第5話 誤解

「お父様、お母様、お兄様、おはようございます!」


元気よく食卓についた三姫に兄以外の親が驚く。 それもそのはず今までの三姫なら晩餐会の翌日は必ずと言っていいほど気落ちしているからだ。


「やっと婿を捕まえたか!」


と喜ぶ父


「お相手はどんな方?さっそく、婚礼衣装を仕立ててもらわないと!」


そして行動が早すぎる母。


三姫の両親は、「よかった、よかった」、と言いながら、両家の顔合わせやら結納やらと盛り上がりだした。
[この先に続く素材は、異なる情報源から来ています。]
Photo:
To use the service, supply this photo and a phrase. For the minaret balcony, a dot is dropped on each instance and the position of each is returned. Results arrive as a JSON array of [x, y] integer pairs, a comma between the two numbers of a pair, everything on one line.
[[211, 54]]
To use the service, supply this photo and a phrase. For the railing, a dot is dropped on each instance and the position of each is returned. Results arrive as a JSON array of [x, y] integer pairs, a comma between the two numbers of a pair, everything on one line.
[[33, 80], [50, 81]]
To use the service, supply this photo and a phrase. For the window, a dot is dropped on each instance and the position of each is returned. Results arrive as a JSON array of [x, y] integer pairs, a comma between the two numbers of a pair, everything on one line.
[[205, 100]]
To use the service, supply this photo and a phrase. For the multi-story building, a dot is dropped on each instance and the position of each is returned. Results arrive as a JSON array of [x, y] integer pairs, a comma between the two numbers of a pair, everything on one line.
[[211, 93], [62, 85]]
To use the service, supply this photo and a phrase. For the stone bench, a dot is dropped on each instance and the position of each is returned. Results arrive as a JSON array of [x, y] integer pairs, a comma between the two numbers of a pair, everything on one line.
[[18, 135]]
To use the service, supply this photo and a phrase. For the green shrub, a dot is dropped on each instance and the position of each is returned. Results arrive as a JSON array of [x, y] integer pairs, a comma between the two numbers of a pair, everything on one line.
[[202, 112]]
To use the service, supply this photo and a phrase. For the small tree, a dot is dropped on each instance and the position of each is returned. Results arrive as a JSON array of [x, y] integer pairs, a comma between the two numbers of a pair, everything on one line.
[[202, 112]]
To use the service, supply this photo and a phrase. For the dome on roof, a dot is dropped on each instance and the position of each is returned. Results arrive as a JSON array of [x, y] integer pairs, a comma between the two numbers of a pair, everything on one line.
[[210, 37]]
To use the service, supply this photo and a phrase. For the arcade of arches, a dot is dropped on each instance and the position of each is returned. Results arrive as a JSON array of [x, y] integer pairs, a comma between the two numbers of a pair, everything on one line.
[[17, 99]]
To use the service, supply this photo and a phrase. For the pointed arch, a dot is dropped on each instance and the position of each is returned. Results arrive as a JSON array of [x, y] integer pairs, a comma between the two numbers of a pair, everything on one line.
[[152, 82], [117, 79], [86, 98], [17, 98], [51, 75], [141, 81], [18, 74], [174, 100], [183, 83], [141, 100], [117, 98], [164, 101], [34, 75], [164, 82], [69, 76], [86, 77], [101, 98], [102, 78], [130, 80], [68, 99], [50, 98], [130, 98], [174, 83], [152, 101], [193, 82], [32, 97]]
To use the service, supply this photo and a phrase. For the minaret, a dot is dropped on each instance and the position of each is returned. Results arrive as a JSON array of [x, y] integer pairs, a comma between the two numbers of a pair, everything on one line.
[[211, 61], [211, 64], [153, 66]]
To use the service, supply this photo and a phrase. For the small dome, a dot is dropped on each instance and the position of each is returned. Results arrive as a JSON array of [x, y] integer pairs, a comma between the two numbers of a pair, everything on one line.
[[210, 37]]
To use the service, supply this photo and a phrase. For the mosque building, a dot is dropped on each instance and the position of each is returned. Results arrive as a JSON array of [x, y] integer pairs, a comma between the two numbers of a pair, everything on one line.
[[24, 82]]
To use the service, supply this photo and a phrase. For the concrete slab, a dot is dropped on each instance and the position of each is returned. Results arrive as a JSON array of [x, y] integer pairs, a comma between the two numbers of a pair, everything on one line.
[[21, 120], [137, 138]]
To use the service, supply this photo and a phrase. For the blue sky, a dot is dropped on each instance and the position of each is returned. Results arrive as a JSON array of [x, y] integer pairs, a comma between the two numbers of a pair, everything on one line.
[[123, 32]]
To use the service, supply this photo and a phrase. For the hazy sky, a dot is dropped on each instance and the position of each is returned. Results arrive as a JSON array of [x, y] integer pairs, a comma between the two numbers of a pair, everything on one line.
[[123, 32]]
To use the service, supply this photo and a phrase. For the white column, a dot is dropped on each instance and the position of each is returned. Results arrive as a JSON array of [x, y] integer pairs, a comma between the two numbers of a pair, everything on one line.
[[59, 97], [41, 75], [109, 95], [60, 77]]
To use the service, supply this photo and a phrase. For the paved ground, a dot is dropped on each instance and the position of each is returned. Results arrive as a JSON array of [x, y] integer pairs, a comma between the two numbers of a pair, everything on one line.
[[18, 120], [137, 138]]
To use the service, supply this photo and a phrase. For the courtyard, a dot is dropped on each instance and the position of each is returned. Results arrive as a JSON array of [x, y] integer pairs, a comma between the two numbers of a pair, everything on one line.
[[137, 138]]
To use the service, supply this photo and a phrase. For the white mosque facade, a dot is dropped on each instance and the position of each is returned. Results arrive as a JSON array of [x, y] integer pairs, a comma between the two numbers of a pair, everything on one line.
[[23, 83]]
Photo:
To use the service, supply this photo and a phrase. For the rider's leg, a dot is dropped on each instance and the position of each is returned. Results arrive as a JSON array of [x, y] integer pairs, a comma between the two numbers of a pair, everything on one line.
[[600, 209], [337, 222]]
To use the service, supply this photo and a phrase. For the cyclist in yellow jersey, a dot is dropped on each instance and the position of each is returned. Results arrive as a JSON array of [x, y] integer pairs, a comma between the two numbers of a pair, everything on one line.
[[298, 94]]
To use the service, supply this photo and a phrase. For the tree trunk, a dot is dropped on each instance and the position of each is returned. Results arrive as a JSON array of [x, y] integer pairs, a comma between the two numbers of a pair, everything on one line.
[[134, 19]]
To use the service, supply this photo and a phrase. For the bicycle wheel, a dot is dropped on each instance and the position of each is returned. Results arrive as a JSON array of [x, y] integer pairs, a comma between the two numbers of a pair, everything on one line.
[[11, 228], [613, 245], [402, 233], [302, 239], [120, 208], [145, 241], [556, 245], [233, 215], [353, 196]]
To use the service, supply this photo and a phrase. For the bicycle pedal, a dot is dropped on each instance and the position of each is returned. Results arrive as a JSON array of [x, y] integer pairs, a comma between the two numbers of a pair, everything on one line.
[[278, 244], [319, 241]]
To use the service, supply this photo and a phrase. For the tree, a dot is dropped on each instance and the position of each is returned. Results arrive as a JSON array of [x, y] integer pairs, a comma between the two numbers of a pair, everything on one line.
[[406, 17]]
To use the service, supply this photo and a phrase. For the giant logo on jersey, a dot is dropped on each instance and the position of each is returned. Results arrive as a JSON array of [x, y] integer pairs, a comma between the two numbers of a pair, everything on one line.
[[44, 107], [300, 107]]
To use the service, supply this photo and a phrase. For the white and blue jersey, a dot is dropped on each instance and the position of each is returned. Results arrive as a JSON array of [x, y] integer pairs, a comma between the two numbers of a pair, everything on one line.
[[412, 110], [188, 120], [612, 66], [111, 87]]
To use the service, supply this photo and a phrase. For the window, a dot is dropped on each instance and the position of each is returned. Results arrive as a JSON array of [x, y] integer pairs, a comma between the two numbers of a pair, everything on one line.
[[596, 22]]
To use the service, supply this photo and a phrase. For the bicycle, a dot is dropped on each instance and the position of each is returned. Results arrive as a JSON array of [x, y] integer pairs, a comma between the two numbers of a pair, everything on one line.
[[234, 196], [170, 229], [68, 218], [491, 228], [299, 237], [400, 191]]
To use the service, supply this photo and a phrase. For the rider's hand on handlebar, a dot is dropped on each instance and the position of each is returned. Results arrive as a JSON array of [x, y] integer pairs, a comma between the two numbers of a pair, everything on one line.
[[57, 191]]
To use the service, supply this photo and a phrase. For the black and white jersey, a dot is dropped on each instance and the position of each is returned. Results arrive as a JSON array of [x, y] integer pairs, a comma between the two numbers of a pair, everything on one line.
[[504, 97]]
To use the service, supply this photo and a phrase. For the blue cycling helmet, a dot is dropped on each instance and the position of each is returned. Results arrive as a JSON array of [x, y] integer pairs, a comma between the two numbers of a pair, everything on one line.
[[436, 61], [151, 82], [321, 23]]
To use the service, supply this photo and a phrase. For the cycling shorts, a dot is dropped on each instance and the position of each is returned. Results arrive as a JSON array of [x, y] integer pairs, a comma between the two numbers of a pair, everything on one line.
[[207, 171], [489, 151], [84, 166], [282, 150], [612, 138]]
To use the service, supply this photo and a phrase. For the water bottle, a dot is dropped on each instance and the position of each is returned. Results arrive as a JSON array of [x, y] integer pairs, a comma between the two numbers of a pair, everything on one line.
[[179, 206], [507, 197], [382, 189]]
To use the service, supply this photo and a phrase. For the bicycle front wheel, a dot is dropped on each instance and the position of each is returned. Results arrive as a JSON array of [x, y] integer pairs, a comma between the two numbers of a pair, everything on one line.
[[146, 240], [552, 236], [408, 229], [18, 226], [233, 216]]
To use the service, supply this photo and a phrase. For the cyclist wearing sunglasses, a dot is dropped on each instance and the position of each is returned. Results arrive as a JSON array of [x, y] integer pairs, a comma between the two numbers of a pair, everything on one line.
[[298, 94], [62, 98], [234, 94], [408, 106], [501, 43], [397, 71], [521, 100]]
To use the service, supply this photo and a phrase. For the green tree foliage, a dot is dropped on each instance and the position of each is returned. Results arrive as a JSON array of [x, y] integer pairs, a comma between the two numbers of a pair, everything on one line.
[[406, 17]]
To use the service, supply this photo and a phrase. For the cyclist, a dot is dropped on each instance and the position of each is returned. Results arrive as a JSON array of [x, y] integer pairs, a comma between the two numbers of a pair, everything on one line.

「あの.....お父様、お母様、ちょっと勘違いされてるわ。その.....確かに男性ですが.....」


「わかっている!お見合いもうまくいかなかった、お前が.....自分の力で手に入れてきたのだからな!」


「ずっと辛い思いをしてきたものね。その気持ちわかるわ」


両親は泣き出した。


いや何もわかっていないなこの親と心の中で突っ込みを入れつつ、


「あのね....イギリス人の男友達ができたの。」


「は?」


「え?」


「友達!?」


三姫の両親は声がはもる。


「三姫は昨日ある西洋人男性にぶつかって転んで、その男性に誘われて踊っただけの事ですよ。」


兄の忠司が冷静に昨日の出来事を説明する。


三姫は忠司の説明にうなずく。


「はじめて申し込まれたから嬉しくって、嬉しくって!あと、会話も興味深くて!それでね.....あれ?」


自分が話している間、両親の態度が一変した。


「あれ?お父様、お母様どうされたの?」


父親が怒鳴りだし母親は失神しかけて倒れそうになっていた。


「あれ?ではない!礼子!!!お前は何のために晩餐会へ行ったんだ!?」


「礼子.....このままじゃあなた、一生独身のままよ......。」


三姫の母親はそのままふらふらとしながら、自分の部屋へと戻っていく。


三姫は去っていく母親の背中をみて多少の罪悪感を感じる。


「で、でも、はじめて誘われたのよ! 」


父親に抗議するが


「相手が西洋人だったら意味はない!結婚にも繋がらない!いつまでも子供気分でいるな!」


おもいっきり叱られるので、兄の方を指しながら 


「だったらお兄様はどうなのよ?私よりモテモテなのに、一人も恋人を作らないじゃない!」


三姫もここは引けない!と思いやや怒りながら父に詰め寄る


「私は自分の身分に合う人と父上にも認められる人を選ばないといけない。だから寄られても当たり前の身分が高めの女性と付き合う事にしている。」


「忠司の言うとおり。忠司は私の跡取りで次の当主、礼子とは立場が違う!だからと言って誰でもいいわけではない。」


父親と兄に正論を言われて、ぐうの音が出ない三姫はゆっくり食べなさいと父親に叱られつつも、その場を離れたい一心で何時もより早くご飯をかきこむ。


「あそこまで怒らなくてもいいと思うのに。敬子さんに話してみよう。」


そう思いながら自室へと足を速く動かした三姫である。